Ron Johnson is a well-documented piece of shit, so let’s use Bayes’ Theorem here.
Should be way easier to hall him into court and make him state the truth on the record, under oath. If he then goes back and contradicts himself on TV the next day, then you have proof of intent and should be severe consequences.
Sigh. The perfect example. Just get the damn shot at this point.
Ironically, this exchange is also a perfect example of what I’m talking about!
I agree this is a pretty important question. Last night, I was reading a FB thread (LOL me) that started with my school district encouraging people to get vaccinated, and that led to an avalanche of anti-mask and anti-vaxx comments. Lots of infuriating nonsense, but one of the comments surprised me in that I was immediately inclined to dismiss it, but it seems defensible:
- People who’ve had COVID previously don’t need to be vaccinated.
I was like “that can’t be true - I recall reading that vaccinations are far more effective than previous infection”. But there’s actually a Cleveland Clinic study that seems to support this idea:
Conclusions Individuals who have had SARS-CoV-2 infection are unlikely to benefit from COVID-19 vaccination, and vaccines can be safely prioritized to those who have not been infected before.
Summary Cumulative incidence of COVID-19 was examined among 52238 employees in an American healthcare system. COVID-19 did not occur in anyone over the five months of the study among 2579 individuals previously infected with COVID-19, including 1359 who did not take the vaccine.
This is a pre-print that has not been peer-reviewed, so maybe it turns out to be wrong. But I very much wanted to counter this anti-vaccine narrative with facts, and I was disappointed that I couldn’t actually find any contrary information. In the absence of competing data, how would you counter the following argument?

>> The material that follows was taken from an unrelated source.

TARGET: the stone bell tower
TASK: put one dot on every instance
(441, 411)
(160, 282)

“Vaccine requirements are unfair/inappropriate for previously-infected individuals, because there’s no detectable reinfection risk for those individuals. Therefore, employers/schools/cruises/etc. should not be allowed to discriminate against unvaccinated individuals who previously tested positive for COVID.”
There’s no prospective RCTs for previous covid infection.
Pretty much every serious health org is saying people should get the vaccine even if they’ve had COVID. I’d be cautious about relying too much on one study that says otherwise.
I mean, I’m not “relying” on it; I believe the same thing (that everyone should get it) and want both my kids’ school district and my employer school to mandate the vaccine. But I feel like this is an example of a very large gray area where there’s a legitimate question with very little empirical evidence pointing towards the “vaccinate everyone” point of view, and that legitimate question could be either asked in good faith or used by anti-vaxxers in a “throwing spaghetti against the wall” effort.
I’d want to know they actually got sick from covid, not just tested positive. Which is hard to quantify of course. Also it gives anit-vaxxers another way to lie about it. I suspect these are the policy reasons why the vaxx is pushed for everyone. But I do think it’s a fair question to ask if a person who previously got sick really needs the vaxx.